/ Carlos Arturo Fernández U.
En 1979, en circunstancias distintas a las de las últimas semanas con el retiro de Benedicto XVI, Ethel Gilmour (Cleveland, Ohio, 1940 – Medellín, 2009) pintó, en gran formato, el “Entierro de un papa”. Este acrílico sobre lienzo, de 194 por 137 centímetros, se remitía, por supuesto, a las muertes de Pablo VI y de Juan Pablo I, entre agosto y septiembre de 1978. Sin embargo, el análisis que sirve de fundamento a la obra puede ser hoy todavía más vigente que antes.

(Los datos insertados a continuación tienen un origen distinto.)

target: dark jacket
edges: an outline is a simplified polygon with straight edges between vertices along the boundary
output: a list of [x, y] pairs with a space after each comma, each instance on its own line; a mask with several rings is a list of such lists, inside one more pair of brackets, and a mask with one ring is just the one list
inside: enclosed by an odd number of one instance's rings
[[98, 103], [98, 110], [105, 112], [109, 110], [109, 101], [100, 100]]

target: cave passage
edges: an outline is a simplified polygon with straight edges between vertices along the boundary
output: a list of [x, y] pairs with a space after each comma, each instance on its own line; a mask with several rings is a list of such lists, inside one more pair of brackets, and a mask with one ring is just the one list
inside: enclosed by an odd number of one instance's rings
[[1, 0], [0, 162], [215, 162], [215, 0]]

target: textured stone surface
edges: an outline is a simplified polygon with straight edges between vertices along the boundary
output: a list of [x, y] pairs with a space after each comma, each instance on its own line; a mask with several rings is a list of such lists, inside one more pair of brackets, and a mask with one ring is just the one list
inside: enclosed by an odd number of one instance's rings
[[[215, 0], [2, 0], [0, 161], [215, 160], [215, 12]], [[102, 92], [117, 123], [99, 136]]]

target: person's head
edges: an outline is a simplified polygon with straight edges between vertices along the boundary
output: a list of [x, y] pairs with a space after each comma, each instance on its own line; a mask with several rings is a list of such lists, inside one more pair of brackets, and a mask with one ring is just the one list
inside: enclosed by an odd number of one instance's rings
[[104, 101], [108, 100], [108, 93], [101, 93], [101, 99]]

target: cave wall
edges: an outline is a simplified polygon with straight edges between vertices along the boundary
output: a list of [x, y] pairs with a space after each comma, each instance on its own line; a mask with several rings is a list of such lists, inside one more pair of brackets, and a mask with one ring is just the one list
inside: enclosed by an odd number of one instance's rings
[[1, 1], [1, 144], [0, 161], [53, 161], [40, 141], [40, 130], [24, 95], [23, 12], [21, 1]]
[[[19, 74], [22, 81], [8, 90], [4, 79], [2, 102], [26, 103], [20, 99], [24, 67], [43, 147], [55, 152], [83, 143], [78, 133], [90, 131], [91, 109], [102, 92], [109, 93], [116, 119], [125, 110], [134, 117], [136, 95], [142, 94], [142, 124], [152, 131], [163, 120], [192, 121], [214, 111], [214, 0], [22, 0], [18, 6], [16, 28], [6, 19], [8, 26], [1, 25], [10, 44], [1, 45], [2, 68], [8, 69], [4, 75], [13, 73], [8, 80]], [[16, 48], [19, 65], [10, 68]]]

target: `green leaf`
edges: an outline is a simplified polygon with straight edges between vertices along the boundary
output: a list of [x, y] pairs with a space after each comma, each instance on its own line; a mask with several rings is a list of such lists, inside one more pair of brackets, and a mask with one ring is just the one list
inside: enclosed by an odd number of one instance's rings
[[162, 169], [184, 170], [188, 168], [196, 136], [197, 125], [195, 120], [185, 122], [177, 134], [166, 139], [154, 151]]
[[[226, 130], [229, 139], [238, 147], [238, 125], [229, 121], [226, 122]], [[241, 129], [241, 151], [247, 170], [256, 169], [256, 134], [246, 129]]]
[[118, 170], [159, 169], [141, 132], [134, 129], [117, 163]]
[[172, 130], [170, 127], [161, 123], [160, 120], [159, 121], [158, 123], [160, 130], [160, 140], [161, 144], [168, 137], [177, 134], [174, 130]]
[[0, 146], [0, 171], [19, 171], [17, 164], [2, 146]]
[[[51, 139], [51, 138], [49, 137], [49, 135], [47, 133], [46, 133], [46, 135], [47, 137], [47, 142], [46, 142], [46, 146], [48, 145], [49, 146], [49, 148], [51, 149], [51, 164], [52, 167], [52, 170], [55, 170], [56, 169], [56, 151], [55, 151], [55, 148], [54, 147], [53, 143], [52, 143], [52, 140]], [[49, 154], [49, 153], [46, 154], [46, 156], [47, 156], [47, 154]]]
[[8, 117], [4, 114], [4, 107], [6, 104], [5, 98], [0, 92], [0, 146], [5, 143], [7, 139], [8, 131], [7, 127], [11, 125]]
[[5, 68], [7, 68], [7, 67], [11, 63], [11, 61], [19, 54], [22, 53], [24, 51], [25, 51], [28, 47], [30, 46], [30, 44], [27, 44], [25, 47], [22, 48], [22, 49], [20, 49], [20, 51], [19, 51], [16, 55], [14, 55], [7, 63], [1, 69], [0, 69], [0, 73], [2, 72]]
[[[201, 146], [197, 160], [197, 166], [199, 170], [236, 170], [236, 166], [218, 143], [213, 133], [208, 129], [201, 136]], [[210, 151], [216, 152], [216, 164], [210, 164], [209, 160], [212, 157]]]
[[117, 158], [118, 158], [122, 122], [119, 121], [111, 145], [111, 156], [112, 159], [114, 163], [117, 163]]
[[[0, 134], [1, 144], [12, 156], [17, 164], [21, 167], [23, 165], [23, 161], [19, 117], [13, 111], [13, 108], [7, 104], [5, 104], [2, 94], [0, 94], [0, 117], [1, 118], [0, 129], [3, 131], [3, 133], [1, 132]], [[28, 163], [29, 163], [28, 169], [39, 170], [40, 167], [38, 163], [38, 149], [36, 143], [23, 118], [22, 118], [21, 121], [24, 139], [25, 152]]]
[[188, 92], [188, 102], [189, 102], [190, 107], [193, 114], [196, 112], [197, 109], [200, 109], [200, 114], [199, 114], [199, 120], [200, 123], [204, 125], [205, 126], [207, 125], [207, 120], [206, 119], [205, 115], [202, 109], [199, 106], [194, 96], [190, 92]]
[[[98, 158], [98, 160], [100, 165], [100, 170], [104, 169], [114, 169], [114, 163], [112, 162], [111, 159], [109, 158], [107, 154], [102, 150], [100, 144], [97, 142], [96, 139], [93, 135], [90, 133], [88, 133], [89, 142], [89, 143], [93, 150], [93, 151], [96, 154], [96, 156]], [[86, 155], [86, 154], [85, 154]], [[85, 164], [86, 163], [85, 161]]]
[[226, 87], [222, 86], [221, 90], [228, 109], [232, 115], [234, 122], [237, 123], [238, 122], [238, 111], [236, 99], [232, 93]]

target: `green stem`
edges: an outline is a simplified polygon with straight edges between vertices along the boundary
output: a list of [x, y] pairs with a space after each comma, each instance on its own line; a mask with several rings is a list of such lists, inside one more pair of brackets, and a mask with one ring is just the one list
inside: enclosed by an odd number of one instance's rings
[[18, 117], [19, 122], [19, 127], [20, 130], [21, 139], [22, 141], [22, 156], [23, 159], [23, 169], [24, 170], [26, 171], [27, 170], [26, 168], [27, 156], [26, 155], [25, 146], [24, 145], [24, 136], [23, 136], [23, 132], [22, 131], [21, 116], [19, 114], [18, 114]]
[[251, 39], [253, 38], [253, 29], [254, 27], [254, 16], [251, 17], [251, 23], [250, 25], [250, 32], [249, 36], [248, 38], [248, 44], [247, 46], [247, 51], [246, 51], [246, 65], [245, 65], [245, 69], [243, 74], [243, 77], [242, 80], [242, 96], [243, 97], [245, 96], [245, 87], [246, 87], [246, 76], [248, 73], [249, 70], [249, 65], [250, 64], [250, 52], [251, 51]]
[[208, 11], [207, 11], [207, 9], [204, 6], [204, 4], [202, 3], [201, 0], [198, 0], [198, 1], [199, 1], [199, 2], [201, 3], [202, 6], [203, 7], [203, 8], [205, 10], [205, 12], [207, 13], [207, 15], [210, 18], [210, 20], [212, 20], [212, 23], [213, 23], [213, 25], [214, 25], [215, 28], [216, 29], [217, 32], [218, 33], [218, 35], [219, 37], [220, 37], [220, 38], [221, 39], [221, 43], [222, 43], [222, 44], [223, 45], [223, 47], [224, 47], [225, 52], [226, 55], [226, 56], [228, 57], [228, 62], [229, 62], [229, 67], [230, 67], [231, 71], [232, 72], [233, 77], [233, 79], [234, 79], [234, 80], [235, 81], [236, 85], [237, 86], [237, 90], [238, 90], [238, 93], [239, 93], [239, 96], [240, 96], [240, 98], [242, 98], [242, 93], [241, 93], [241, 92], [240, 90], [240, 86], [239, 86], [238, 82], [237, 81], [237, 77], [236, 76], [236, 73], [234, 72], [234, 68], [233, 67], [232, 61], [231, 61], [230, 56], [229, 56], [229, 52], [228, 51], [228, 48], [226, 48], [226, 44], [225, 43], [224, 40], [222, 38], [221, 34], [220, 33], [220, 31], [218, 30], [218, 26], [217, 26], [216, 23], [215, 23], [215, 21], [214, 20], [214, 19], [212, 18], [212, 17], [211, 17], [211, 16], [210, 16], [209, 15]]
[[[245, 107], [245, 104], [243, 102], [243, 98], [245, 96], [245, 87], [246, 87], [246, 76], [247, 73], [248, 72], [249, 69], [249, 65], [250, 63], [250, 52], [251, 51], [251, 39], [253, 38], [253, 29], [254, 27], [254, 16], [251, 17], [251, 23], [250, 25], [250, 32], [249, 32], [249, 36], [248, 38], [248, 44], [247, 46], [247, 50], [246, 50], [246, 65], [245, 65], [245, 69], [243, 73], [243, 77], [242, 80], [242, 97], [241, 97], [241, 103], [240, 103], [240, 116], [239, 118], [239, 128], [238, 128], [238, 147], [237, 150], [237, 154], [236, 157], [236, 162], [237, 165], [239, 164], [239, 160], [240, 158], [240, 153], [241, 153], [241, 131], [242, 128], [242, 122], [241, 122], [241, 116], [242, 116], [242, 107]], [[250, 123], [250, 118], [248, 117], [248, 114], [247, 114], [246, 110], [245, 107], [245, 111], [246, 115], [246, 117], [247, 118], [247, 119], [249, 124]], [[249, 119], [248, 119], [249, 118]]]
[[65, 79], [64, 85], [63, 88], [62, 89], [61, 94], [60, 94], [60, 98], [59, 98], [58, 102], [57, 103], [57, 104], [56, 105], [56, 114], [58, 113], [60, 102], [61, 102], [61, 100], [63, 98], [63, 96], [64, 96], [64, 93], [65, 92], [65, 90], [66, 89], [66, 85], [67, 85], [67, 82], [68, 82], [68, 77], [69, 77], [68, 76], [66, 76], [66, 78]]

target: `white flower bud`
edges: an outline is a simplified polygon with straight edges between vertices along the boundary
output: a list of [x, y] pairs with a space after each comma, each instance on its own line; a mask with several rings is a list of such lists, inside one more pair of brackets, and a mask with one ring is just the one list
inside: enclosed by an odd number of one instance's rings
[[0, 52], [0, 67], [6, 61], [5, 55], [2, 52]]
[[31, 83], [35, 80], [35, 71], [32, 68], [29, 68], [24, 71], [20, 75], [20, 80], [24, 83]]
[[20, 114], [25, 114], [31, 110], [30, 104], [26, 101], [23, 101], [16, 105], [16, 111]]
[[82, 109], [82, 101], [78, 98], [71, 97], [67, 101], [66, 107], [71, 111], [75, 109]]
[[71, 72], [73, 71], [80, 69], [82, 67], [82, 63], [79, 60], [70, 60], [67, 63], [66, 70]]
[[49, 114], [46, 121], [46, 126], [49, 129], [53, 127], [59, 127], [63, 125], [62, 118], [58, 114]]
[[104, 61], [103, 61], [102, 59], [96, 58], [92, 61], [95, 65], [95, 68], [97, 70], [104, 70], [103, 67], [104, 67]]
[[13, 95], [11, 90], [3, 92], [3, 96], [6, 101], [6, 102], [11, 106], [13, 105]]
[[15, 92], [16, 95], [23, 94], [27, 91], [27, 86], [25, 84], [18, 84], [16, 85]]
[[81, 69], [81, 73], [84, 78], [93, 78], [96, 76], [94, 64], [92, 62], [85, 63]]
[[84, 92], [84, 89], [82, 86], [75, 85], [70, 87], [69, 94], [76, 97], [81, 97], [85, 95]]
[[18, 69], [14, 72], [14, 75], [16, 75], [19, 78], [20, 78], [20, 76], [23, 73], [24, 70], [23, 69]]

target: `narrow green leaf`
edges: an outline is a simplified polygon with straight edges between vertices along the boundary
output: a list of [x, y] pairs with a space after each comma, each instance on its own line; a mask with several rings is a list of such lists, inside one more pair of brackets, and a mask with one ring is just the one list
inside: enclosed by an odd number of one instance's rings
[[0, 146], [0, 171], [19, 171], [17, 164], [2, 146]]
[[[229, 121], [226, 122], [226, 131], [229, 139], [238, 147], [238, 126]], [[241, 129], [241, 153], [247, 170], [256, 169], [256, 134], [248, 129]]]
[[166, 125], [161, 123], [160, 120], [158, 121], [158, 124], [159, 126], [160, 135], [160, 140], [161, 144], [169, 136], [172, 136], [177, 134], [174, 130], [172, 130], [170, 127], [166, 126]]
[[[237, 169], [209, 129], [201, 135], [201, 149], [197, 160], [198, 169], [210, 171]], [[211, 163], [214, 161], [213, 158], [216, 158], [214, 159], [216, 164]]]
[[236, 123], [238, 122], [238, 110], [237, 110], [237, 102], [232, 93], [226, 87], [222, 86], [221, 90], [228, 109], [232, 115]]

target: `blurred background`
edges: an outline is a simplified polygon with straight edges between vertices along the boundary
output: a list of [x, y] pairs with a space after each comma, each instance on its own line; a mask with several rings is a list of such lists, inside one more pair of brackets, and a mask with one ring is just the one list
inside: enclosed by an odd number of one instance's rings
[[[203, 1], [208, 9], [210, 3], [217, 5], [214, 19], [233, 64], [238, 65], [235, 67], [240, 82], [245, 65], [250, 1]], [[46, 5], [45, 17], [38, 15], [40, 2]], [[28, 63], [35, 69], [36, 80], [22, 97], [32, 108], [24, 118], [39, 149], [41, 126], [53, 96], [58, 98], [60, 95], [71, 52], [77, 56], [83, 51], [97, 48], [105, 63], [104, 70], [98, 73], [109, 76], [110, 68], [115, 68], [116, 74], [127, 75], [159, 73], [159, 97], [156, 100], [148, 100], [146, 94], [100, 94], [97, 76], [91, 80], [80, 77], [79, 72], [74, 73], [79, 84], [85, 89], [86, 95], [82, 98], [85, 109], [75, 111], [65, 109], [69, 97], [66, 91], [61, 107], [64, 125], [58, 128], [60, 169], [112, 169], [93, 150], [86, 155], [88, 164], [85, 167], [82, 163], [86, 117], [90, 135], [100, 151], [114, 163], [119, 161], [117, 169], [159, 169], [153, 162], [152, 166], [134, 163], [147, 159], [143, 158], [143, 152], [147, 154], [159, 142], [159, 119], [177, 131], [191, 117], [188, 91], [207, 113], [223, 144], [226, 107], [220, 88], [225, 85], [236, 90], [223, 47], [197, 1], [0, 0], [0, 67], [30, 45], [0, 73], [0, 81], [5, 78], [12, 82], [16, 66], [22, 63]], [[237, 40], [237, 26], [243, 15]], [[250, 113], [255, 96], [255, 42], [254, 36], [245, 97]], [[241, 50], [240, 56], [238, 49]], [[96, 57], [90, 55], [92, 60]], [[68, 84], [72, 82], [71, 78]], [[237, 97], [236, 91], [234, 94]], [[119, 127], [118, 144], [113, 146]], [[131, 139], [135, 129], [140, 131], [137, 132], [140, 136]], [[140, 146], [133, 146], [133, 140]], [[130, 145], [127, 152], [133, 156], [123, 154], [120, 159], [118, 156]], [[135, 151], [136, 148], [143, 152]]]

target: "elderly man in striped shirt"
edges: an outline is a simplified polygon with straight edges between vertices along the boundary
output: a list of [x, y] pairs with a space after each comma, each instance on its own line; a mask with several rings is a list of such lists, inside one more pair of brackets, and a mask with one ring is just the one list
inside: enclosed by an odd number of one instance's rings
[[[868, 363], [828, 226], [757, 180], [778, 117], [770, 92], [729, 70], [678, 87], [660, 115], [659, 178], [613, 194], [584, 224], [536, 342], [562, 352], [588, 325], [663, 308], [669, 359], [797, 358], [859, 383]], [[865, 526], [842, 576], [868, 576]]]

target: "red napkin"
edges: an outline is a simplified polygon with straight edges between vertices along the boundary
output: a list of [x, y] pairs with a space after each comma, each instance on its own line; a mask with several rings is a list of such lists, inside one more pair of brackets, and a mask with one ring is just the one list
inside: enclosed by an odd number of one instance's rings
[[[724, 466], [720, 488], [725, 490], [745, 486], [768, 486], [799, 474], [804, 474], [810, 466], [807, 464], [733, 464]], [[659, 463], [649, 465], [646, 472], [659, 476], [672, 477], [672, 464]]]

A pesar de su procedencia y formación extranjera, Ethel Gilmour es una de las personalidades artísticas contemporáneas que más intensamente penetra en la idiosincrasia popular. Desde su llegada a Colombia en 1971 se dedica sin pausa a revisar los estereotipos que permean la cultura nacional; quizá, justamente su origen foráneo le permite descubrir y analizar situaciones que, por obvias, pasan inadvertidas para la mayor parte de nosotros.
Dentro de ese contexto, Ethel Gilmour encuentra que todo lo que tenga que ver con la religión católica parece ubicarse en el lugar central de la vida cotidiana, determinando una parte fundamental del imaginario colectivo, como se revela, por ejemplo, en la enorme cantidad de giros lingüísticos de connotación religiosa que usamos a diario. Y, por eso, su obra está cruzada muchas veces por referencias a esos temas: no porque esté interesada ni directa ni indirectamente en proponer que el arte recupere estos terrenos de la religión sino, más bien, por su incidencia en los esquemas culturales establecidos, los cuales analiza y critica por medio de su trabajo artístico.
En ese orden de ideas, lo que Ethel Gilmour plantea es una reflexión sobre la manera como los temas de contenido religioso acaban convertidos muy frecuentemente en estereotipos vacíos de sentido, mediados por la televisión y los periódicos.
En realidad, este “Entierro de un papa” no responde, desde ningún punto de vista, a una experiencia espiritual, como sería, por ejemplo, la de un creyente que se sintiera conmovido por la muerte del Papa y quisiera estar místicamente unido al ceremonial de sus funerales.
Lo que aparece en el cuadro de Ethel Gilmour es, claramente, la imagen “oficial-religiosa” transmitida por los medios de comunicación. El enfoque de la escena revela que el punto de partida de la composición debió ser una fotografía correspondiente al momento del traslado del cadáver a la cámara ardiente. Por una parte, percibimos el montaje ceremonial del acontecimiento, cargado de un formalismo tal que hace olvidar su significado religioso e incluso puramente humano, como sería, por ejemplo, la reflexión acerca de la fugacidad de la vida de todos. Quizá lo que más impacta es el enorme fondo verde limón que tiene el efecto adicional de mostrarnos que estamos fuera de lo real. Pero, además, por otra parte, a ello se agrega la conversión del hecho en espectáculo, lo que constituye un nivel adicional de distanciamiento de la experiencia directa.
En última instancia, hay aquí una profunda crítica política, todavía válida en la actualidad, que, quizá sin pretender cuestionar la dimensión espiritual, o, al menos, sin detenerse en ello directamente, hace patente las consecuencias de su conversión en espectáculo.